Nello stesso anno Cattelan risponde all’attentato organizzato dalla mafia al PAC di Milano nel 1993, con l’esplosione di una bomba che aveva causato la morte di cinque persone, con Lullaby, esposta nella Galleria Laure Genillard a Londra, in occasione della prima mostra personale dell’artista fuori Italia. Si tratta di due grandi contenitori in plastica blu, usati in genere per le demolizioni, riempiti con le macerie del Padiglione d’arte contemporanea. «L’idea era quella di richiamare qualcosa, un ricordo. Un po’ come quando si manda una cartolina per celebrare una ricorrenza», sottolinea Cattelan. «Queste grandi buste assomigliano a quelle usate negli ospedali per la biancheria contaminata», aggiunge, ripensando agli anni di lavoro in ospedale a Padova. Anche il titolo, tradotto in italiano con la parola Ninnananna fa riferimento a un evento tragico ma fuori contesto, quasi paradossale nella sua assurdità, visto che ancora oggi il movente è rimasto misterioso. Lo sguardo di Cattelan sul volto politico del suo paese continua con una delle sue opere più note, Il Bel Paese (1994), presentata per la prima volta nella collettiva Soggetto-Soggetto: Una nuova relazione nell’arte d’oggi (1994) al Castello di Rivoli, curata da Francesca Pasini e Giorgio Verzotti.

Christmas '95 (1995).


I Found My Love in Portofino (1994).
Prendendo spunto da una celebre canzone di Fred Buscaglione (1958) Cattelan realizza un video che mostra una forma di formaggio Bel Paese Galbani mangiato da alcuni topolini, mentre rosicchiano la mappa dell’Italia. Una forma sottile e ironica di critica all’identità del nostro paese, attraverso un’opera tipica dello stile dell’artista.

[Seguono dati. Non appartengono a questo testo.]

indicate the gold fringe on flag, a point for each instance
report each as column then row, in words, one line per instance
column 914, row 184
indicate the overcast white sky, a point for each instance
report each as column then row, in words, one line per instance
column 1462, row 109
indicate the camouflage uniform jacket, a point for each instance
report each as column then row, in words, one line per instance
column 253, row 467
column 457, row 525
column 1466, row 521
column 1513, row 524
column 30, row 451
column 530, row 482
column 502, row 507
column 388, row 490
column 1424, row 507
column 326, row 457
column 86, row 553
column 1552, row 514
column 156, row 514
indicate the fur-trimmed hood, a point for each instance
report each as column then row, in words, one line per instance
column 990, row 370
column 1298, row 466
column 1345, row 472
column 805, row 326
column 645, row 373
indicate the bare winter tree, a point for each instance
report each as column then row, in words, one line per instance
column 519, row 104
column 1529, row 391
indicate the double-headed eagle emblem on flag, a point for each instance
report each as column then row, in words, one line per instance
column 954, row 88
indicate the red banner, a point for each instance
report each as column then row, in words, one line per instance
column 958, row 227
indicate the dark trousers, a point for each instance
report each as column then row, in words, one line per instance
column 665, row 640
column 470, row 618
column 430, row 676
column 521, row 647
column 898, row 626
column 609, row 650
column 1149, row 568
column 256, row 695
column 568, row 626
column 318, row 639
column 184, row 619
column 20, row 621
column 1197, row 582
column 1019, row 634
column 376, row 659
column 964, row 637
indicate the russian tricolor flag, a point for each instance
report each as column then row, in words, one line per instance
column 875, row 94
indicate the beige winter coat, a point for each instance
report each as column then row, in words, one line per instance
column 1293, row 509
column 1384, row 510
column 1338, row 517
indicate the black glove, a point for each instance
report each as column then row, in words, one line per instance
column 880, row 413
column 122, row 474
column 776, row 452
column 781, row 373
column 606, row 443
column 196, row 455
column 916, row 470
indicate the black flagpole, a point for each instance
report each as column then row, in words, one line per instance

Invitato a riflettere sulla relazione tra immagine e realtà, ha esposto un tappeto circolare, che riproduce l’etichetta del formaggio Bel Paese Galbani, lanciato nel 1906 e diventato famoso in tutto il mondo, che prende il nome dall’omonimo libro dell’abate Antonio Stoppani, pubblicato nel 1876. Collocato all’ingresso di Rivoli, davanti alla biglietteria, viene calpestato dai visitatori e rappresenta per l’artista l’insegna di un’identità nazionale amata e al tempo stesso odiata, in quanto spesso identificata con la classe politica, che all’inizio degli anni Novanta era stata travolta dall’inchiesta Mani pulite, che di fatto mise fine alla Prima repubblica. Questo atteggiamento ambiguo dell’artista nei confronti del proprio paese assume un aspetto ancora più critico nel video I Found My Love in Portofino (1994). Tratto dal titolo di una celebe canzone pop di Fred Buscaglione (1957), il video mostra due topolini che sgranocchiano una forma di Bel Paese Galbani, fino a far scomparire l’immagine sovraimpressa della penisola. Un lavoro di tipo socio-antropologico riguarda gli homeless, immortalati dall’artista con Andreas e Mattia (1996): due figure di senzatetto posizionate all’esterno della Galleria d’arte moderna di Torino in occasione della mostra collettiva Campo 6. Il villaggio a spirale, curata da Francesco Bonami nel 1996. A metà strada tra memoria personale e critica sociale, quest’opera tende a confondere l’arte con la realtà, in un continuo gioco di rimandi che costituisce uno degli elementi forti della ricerca di Cattelan, spesso legata a un senso di spiazzamento, tra ironia e provocazione, che la rende ancora più ambigua. L’artista fa parte di una linea della storia dell’arte italiana che parte da Caravaggio per arrivare a Piero Manzoni, Gino De Dominicis e Alighiero Boetti, che hanno saputo fondere realtà e ironia, gioco e provocazione in un’immagine iconica del nostro tempo. «Le opere di Cattelan hanno una tripla vita. Nella realtà, nei media e nella memoria. La prima vita è umana, la seconda spirituale, la terza eterna», sottolinea Bonami(4). Questo è senz’altro vero per una delle sue opere più famose, La nona ora (1999), presentata alla sua mostra personale alla Kunsthalle di Basilea nello stesso anno. È interessante ripercorrerne la genesi: «La statua di papa Wojtyla è un lavoro del 1999 che era nato in piedi, ma non mi convinceva.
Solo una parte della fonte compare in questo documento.